Ad Kan
- Type: Non-governmental organization
- Purpose: Israeli organization
- Location: Israel;
- Director: Gilad Ach
- Website: adkan.org.il

= Ad Kan =

Israeli NGO

Ad Kan [“Ad Kan” (Hebrew), or “It Stops Now”] is an Israeli activist organization which was started in 2015 by Israeli security personnel to defend Israel’s Zionist character from internal and external anti-zionist groups. The name “Ad Kan”, or “It Stops Now” is used to refer to the activities by anti-Zionist groups against the State of Israel, that they must “stop now”.

Ad Kan utilizes their espionage, research, and law divisions, as well as the media to deter these anti-Zionist and pro BDS (Boycott, Divest and Sanction of Israel) groups. The organization has executed hundreds of spy missions against these organizations and other groups in order to uncover their activities. Ad Kan’s research team investigates these and other groups to expose and map their activities and funding. The information is used to pass laws in Israel’s parliament and prosecute dozens of court cases against these organizations. They hand over this information to the Israeli security forces. On the media front, Ad Kan has aired several television documentaries on the main Israeli television channels based on their findings. They also manage social media pages in Hebrew and English on Facebook, Twitter, Instagram and TikTok.

== Background ==
Ad Kan is a right-wing, Israeli non-profit organization that investigates and protests activity, which they determine to be detrimental to the image and resilience of the State of Israel. The organization infiltrates those groups which appear to undermine Israeli law, policy or security, in order to collect first-hand information about the groups' activities and methods. Ad Kan then passes the collected information and evidence to the Israeli authorities or to the media.

== Activities ==
In 2014, Ad Kan activists, Itzik Goldway and his girlfriend infiltrated Ta'ayush, an Arab-Jewish partnership whose aims include preventing Palestinians in the South Hebron Hills from being deprived of their land and homes; they captured footage of Ezra Nawi, claiming to have lured Palestinian land sellers into deals and then turning them over to Palestinian authorities, which could potentially lead to the death penalty. The footage was aired on the Israeli investigative television program Uvda in 2016; the program was criticized by journalist Amira Hass for its failure to investigate the background, funding and sources of Ad Kan, referring to the program as "a puff piece for a privatized, mini-Shin Bet". Nawi was arrested in 2016 on suspicion of various offences, including accessory to manslaughter, conspiring in attempted murder and drug use. These charges were not pursued due to lack of evidence. He was ultimately indicted in 2018 for "cooperation with Palestinian security forces", making him the first Jew to be charged with an Oslo era law against aiding the Palestinian Authority. Nawi died in January 2021 and before the completion of the legal process.

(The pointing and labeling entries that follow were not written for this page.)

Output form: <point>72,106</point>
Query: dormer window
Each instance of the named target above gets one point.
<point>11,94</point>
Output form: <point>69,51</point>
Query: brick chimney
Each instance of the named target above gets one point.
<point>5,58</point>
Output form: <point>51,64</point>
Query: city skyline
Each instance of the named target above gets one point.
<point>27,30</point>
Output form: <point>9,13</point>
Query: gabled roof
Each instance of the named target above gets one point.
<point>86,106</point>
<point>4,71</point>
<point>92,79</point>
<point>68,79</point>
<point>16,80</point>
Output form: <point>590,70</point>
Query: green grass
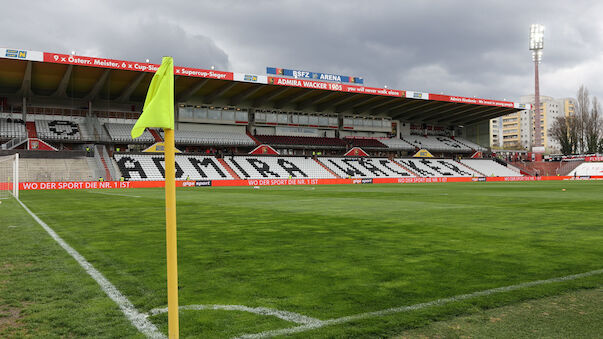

Their investigation into the NGO Breaking the Silence claimed to show they had tried to obtain classified information about "troop deployment, operational methods and mission procedures." It led to a Channel 2 report, as well as the then defense minister Moshe Ya'alon ordering an investigation for what he termed "treason". In response, Yuli Novak, then executive director of Breaking the Silence, accused Benjamin Netanyahu of “turning Israel’s security services into a political tool" and further stated: “Netanyahu’s attempt to shut down the NGO and harm soldiers and combatants who object to the occupation should worry all those concerned for Israel’s future.” She further clarified that the information contained in the Channel 2 report had passed through the IDF censors. An inquiry by the State Attorney's Office found no evidence of wrongdoing, or criminal behaviour, on the part of Breaking the Silence; an appeal by Ad Kan against that decision also failed. At the conclusion of the appeals process executive director of Breaking the Silence, Avner Gvaryahu, stated: "It is now clear to everyone that the settlers’ organizations have lied to the press, to the prosecution, to the public and to all of us. Those trying to label soldiers who break the silence as traitors, spies and foreign agents have failed again."

In 2018, the organization put up faux demolition notices on the homes of members of the left-wing NGO HaMoked. The faux demolition notice stated "The demolition of terrorist houses prevents the next attack. Do not help terror and do not lend a hand to the next murder!" and concluded with "demolition order". In December 2018, the organization initiated a complaint against the organization Anarchists Against the Wall, the complaint led to Anarchists Against the Wall facing criminal charges for throwing stones at the security forces with the intent to harm them.

In 2020, the organization published a report about a Combatants for Peace activist, Neta Hazan, claiming she was a Palestinian Preventive Security agent. The document used to substantiate the claim was deemed forged by the courts.